5 Reasons Utility Monopolies Are Worried About Solar

 

Here are some of the factors that are begining to create cracks in the distribution monopoly that the utility companies currently hold… However, innovation and shifts in the global economy are forcing their hand sooner rather than later. unfortunately they seem to be exploiting their customers for their lack of innovation rather than working cooperatively with the emergent system.

John Farrell | Renewable Energy World

‘It seems crazy that electric companies would have anything against customers that spend their own money to reduce their energy use with clean, local solar power. But any number of utilities are slapping excessive fees and charges on customers with solar to slow or stop them. Here’s 5 reasons why…

1. Utilities Don’t View Customer-Owned Solar Power as a Resource

Most utilities see a solar array on a customer rooftop the same as they see an energy efficient refrigerator. It means the customer buys less electricity.

2. The Utility Business Model Seems Broken

For most investor-owned (for profit) utilities in particular, this new data can’t be squared with their old business model. In a study by the Lawrence Berkeley Laboratory, researchers found that the ratepayer impact of lots of customer-owned solar is quite small, but the larger impact falls on utility shareholders. Solar may mean modest revenue reductions for electric utilities, but by offsetting the need for new, large-scale power plants, solar’s real threat is in choking off the for-profit utility’s source of shareholder returns.

3. It Seems Easier to Fight Than Innovate

In a competitive business it would seem mad to fight your own customers, but most utilities aren’t in competition (even in states where there is competition in selling electricity to ultimate customers, the ownership of the distribution grid remains a monopoly). That means there are only a few prominent examples of utilities—such as Green Mountain Power and Farmers Electric Cooperative—working to change yesterday’s business model to accommodate today’s technology.

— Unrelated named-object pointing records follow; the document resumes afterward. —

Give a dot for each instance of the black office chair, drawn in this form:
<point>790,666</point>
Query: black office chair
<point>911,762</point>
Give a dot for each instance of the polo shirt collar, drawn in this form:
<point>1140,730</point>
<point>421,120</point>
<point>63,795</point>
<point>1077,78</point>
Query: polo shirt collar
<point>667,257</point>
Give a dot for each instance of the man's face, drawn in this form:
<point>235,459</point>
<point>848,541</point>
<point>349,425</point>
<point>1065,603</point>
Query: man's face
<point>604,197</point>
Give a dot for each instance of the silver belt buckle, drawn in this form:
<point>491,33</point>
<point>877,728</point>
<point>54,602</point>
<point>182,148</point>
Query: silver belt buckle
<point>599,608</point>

4. The Electricity System is Fundamentally Changing

t’s easy to pick on electric companies for overlooking the value of their customer’s energy (and for lashing out with retrograde policies), but it’s not entirely their fault. The 100-year-old rules of the electricity system—written by legislatures and governed by public regulatory commissions…

In an era of incremental change where stability was prized over innovation, this monopoly was largely in the public interest.

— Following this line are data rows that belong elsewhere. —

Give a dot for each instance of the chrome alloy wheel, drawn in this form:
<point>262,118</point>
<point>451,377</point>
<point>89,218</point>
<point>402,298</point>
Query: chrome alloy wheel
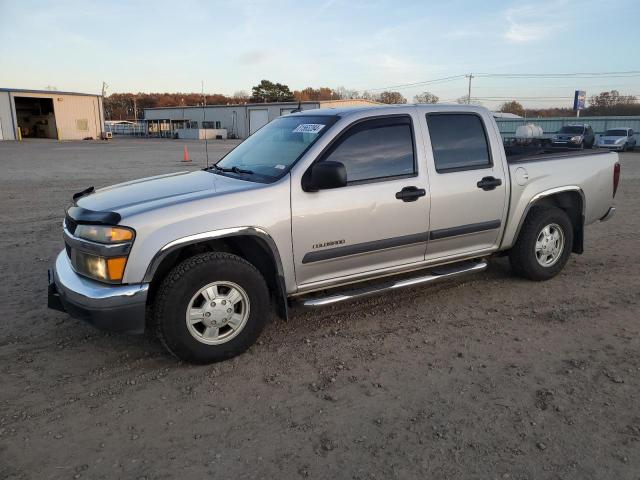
<point>549,245</point>
<point>217,312</point>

Today, we can generate power on rooftops or farm fields, manage it in real-time with smart thermostats or appliances, and control it remotely with smartphone apps and automation software. In this environment, do we need a traditional, top-down electric utility?

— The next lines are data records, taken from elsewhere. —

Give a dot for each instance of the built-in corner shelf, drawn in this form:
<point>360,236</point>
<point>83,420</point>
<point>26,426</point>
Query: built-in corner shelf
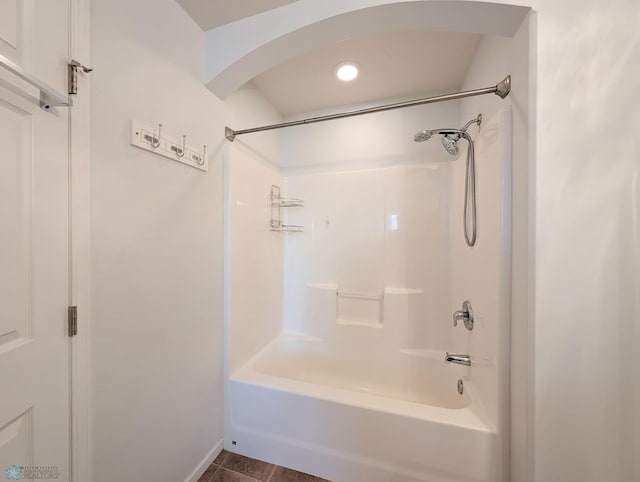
<point>277,204</point>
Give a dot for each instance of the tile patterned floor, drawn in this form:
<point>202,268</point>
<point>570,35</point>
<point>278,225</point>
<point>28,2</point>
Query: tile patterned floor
<point>230,467</point>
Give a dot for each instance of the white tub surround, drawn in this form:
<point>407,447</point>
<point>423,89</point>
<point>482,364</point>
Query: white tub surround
<point>348,381</point>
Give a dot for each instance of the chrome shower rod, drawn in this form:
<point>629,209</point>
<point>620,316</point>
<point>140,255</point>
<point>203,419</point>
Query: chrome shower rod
<point>501,89</point>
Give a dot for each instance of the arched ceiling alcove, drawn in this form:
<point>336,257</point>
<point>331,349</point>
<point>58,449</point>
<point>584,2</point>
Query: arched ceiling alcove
<point>239,51</point>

Most utilities won’t change by themselves, however. The inertia and cultural stagnation of monopoly make them much better at playing defense than offense. That has regulators in at least one state, New York, saying “no.”

5. Electric Utilities Use Enormous Power to Resist

Imagine how typewriter companies felt upon the introduction of personal computers, how landline phone companies felt a decade ago. Electric utility executives are in a similar position, locked in an outdated paradigm and without a strategy for reaching a different future.

The key difference is that electric companies wield enormous market and political power over their system.